Simmons College Graduate School for Library and Information Science Awarded more than $2 Million in Grants
BOSTON (October 6, 2004) — The Simmons College Graduate School of Library and Information Science
has been awarded more than $2 million in grants for several ground breaking projects, including an
international study on image retrieval and management, a collaboration among three of the nation's top
library schools to increase the number of high-level academic library professionals in the field, and an
effort to train university librarians from the war-ravaged eastern European nation of Kosovo on modern
library policies and procedures.
The grant total - $2,146,881 - is the most diverse assortment of funding the Library School has ever
received, said Michele Cloonan, dean of the Graduate School of Library and Information Science.
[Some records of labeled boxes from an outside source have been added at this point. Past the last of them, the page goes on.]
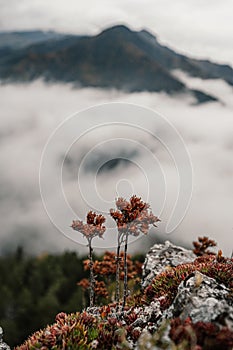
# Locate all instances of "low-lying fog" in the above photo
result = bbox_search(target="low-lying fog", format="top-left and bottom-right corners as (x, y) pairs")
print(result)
(0, 76), (233, 255)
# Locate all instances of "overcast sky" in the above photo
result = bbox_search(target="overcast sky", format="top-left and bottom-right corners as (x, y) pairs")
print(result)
(0, 0), (233, 65)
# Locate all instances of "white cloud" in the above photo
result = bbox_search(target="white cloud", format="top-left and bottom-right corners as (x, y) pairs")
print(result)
(0, 81), (233, 254)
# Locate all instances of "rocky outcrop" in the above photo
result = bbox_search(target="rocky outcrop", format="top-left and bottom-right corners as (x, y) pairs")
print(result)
(142, 241), (196, 288)
(17, 241), (233, 350)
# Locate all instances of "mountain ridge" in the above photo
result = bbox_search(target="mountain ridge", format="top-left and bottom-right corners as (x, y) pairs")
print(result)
(0, 25), (233, 103)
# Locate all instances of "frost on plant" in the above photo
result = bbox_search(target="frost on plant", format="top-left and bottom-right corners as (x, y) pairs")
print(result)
(110, 196), (160, 311)
(71, 211), (106, 307)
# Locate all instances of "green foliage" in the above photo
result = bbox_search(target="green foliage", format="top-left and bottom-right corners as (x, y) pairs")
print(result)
(0, 249), (87, 346)
(16, 243), (233, 350)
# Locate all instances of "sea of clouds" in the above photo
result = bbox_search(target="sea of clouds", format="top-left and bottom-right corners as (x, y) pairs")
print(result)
(0, 76), (233, 255)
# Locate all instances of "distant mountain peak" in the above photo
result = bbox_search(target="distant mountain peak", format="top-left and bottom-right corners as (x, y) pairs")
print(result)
(0, 24), (233, 103)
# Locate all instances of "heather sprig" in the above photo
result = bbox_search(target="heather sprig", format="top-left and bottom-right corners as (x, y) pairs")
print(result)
(71, 211), (106, 307)
(110, 195), (160, 311)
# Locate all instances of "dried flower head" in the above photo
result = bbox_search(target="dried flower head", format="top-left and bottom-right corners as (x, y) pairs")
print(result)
(110, 196), (160, 236)
(71, 211), (106, 240)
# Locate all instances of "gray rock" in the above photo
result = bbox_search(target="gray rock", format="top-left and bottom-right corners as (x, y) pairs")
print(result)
(162, 271), (233, 330)
(142, 241), (196, 288)
(0, 327), (11, 350)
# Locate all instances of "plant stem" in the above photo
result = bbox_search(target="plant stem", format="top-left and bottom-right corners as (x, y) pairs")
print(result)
(116, 234), (121, 310)
(121, 232), (129, 312)
(88, 240), (95, 307)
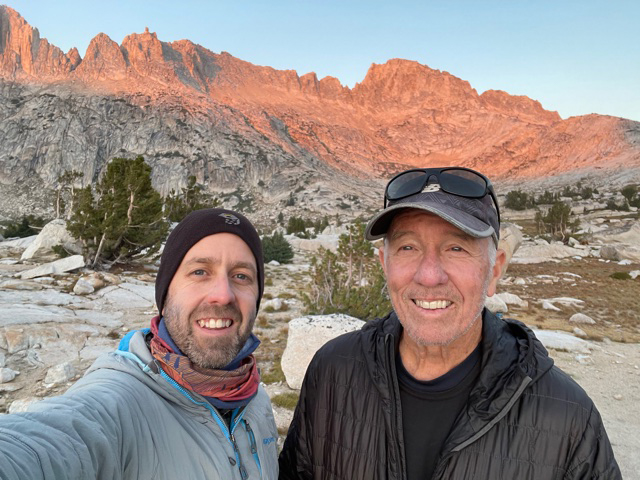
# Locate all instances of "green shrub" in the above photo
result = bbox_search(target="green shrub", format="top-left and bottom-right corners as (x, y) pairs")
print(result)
(262, 232), (293, 263)
(303, 222), (391, 320)
(535, 202), (579, 240)
(2, 215), (46, 238)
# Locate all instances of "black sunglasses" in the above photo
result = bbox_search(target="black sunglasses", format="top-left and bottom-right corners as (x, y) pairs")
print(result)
(384, 167), (500, 224)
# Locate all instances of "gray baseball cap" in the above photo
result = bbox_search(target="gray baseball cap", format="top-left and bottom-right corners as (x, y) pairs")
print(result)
(365, 187), (500, 245)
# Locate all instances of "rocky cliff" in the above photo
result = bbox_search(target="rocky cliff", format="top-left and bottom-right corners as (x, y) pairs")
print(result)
(0, 7), (640, 219)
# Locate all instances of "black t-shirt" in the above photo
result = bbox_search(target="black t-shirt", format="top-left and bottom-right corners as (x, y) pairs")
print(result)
(396, 345), (481, 480)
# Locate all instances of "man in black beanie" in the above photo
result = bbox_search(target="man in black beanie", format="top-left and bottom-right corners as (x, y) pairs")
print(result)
(0, 209), (278, 480)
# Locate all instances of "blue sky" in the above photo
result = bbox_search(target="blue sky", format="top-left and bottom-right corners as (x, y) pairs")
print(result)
(7, 0), (640, 121)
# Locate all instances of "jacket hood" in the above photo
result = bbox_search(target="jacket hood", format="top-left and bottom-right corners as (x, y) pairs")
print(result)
(85, 329), (206, 414)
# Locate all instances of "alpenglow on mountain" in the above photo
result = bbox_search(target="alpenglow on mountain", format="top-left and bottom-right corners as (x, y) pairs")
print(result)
(0, 6), (640, 218)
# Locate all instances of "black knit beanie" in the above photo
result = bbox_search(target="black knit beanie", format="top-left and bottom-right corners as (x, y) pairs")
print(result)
(156, 208), (264, 314)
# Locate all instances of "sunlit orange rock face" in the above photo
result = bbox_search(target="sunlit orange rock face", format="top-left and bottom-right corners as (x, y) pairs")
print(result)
(0, 7), (640, 182)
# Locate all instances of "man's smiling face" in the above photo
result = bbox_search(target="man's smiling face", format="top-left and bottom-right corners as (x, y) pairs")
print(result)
(162, 233), (258, 368)
(380, 210), (504, 347)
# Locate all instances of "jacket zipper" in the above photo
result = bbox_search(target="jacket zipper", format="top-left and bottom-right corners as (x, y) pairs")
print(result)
(385, 334), (406, 480)
(160, 369), (249, 480)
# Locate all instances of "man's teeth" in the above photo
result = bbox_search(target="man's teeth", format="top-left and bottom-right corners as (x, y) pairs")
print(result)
(198, 318), (233, 328)
(415, 300), (451, 310)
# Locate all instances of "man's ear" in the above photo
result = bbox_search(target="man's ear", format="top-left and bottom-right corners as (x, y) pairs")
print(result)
(378, 244), (387, 275)
(487, 249), (507, 297)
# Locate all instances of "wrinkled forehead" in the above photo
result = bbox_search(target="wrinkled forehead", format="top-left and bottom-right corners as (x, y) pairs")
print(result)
(384, 208), (485, 243)
(180, 232), (257, 271)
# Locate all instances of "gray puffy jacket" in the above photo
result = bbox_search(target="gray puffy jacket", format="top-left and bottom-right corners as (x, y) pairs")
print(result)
(280, 311), (621, 480)
(0, 332), (278, 480)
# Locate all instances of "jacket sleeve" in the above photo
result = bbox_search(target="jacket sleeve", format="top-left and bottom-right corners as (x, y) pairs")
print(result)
(278, 361), (316, 480)
(565, 405), (622, 480)
(0, 388), (122, 480)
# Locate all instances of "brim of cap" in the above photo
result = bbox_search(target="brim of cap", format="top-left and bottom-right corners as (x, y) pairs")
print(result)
(365, 200), (496, 240)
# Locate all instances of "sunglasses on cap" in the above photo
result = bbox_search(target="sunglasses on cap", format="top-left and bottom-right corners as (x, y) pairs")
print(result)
(384, 167), (500, 224)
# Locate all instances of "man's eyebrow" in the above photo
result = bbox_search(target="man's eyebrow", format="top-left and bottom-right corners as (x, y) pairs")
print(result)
(387, 230), (415, 242)
(184, 257), (256, 274)
(387, 230), (476, 242)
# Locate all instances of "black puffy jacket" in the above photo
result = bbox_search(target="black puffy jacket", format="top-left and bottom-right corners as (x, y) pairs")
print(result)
(279, 310), (622, 480)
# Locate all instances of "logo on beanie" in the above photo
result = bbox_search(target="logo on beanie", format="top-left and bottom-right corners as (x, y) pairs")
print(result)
(220, 213), (240, 225)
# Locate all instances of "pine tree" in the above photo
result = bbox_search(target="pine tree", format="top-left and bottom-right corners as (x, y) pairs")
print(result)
(56, 170), (83, 220)
(304, 222), (391, 320)
(68, 157), (168, 265)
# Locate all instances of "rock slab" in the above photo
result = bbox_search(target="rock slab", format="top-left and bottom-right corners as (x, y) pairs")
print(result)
(281, 314), (365, 390)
Simmons College Professor Ching-chih Chen received a two-year $493,020 grant from the National Science
Foundation to develop user-oriented image management of distribution technologies for digital libraries.
Entitled "IDLP: International Collaboration to Advance User-oriented Technologies for Managing and
Distributing Images in Digital Libraries," the project will advance the understanding of digital imagery
management and distribution technology by using an interdisciplinary team of computer and information
scientists from the United States, China and Taiwan. The study will investigate the most efficient ways to
search digital collections of images by using an integrated approach.
Dean Cloonan, in partnership with the Association of Research Libraries and two other leading library schools
— the University of North Carolina at Chapel Hill and Catholic University of America - collectively
received an $826,182 grant from the Institute of Museum and Library Services. The funding will help to
recruit, educate, and train 45 master's level students to attend the Association of Research Library Academy.
The Academy, in building mentoring relationships with mentors from ARL libraries, seeks to address the need
to fill higher-level library positions with experienced and skilled professionals based on concerns about the
anticipated rate of retirement of library specialists within the next 10 to 15 years.
The Simmons College Graduate School of Library and Information Science and the Institute for Training and
Development of Amherst, MA, received a $350,000 grant from the U.S. Department of State to train nine
newly-hired librarians at the University of Pristina in Kosovo, beginning in 2005 or 2006. The project will
provide these individuals with basic knowledge, practical skills, and team-working capabilities practiced by
21st-century librarianship. Assistant Dean Terry Plum will lead the project, which will take place in Boston
and Amherst. The grant is the most recent and largest of several grant-funded projects on which Simmons and
the Institute have collaborated, including Georgia, Kyrgyzstan, and Indonesia.
The National Leadership Grants for Libraries Library-Museum Collaboration program of the Institute of Museum
and Library Services awarded Simmons Professor Gary Geisler, along with Northeast Historic Film, a $272,179
grant. The funding will help a broad range of museums, libraries, and other institutions with video resources
to catalog these resources, and make them more accessible through Web-based digital video libraries.
Lastly, the Northeast Document Conservation Center, in partnership with Simmons College, received a $205,500
grant to help make preservation a basic part of the master's of library science curriculum through
cooperation among regional preservation centers and schools of library and information science. The project's
goal is to arrive at consensus about content for a preservation course and to create an online curriculum
with detailed lesson plans.
The Simmons College Graduate School of Library and Information Science, established in 1902, was one of the
first schools of its kind in North America and currently is one of the largest. The highly regarded school
educates approximately five percent of the nation's librarians and supports more than 9,000 alumni in library
and information science positions around the world.
The school offers two primary academic programs for students in archives, library, and information science:
the Master of Science and the Doctor of Arts in Library and Information Science. The school also provides
specialized degrees, dual-degree programs, and continuing education programs.